Currently, all accounts spotted in abusing the vulnerability are deleted (merged into other accounts).

After public report disclosure on HackerOne, I received a couple of questions regarding the vulnerability. So I decided to write a post summing up the details of this story.

Despite a thorough investigation, I still can’t say for sure whether we witnessed a preparation phase of the upcoming extensive attack or it was merely a side-effect of some other market manipulation, perhaps orderbook flooding. Nevertheless, the vulnerability was eliminated.
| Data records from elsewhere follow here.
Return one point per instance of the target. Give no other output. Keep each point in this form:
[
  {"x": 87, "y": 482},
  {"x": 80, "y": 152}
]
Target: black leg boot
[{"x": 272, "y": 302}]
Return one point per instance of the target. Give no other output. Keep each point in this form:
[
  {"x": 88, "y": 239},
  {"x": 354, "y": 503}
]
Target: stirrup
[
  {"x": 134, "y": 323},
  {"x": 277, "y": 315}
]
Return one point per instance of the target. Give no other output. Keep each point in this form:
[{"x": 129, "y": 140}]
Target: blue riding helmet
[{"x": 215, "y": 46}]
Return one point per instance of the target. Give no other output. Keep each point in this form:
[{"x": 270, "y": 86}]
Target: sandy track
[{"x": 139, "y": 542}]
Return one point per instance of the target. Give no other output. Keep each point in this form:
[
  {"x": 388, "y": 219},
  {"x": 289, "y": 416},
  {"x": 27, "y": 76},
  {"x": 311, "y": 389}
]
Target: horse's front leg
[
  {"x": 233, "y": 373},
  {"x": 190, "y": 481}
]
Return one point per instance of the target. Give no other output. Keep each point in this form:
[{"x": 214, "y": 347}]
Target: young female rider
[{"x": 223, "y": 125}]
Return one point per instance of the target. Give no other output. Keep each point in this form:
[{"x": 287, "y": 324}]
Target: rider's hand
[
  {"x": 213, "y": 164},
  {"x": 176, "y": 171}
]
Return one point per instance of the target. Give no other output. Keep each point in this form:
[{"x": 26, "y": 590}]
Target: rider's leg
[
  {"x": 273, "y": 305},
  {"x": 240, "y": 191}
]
Stellar offers a fancy interface abstraction; wallets and exchange interfaces built on to top of it hide the low-level ledger complexity from us. It’s easy to forget about the validators running the network (and they do it for free, as there is no concept of mining in Stellar), as well as SDF which is maintaining the codebase of the vitally important services, applications, and SDKs. So next time you’ll open a wallet to transfer some lumens or trade on SDEX, think of all those companies and individuals working together to sustain and protect the ledger. And if you happened to be a software developer, bear in mind that tiny things matter.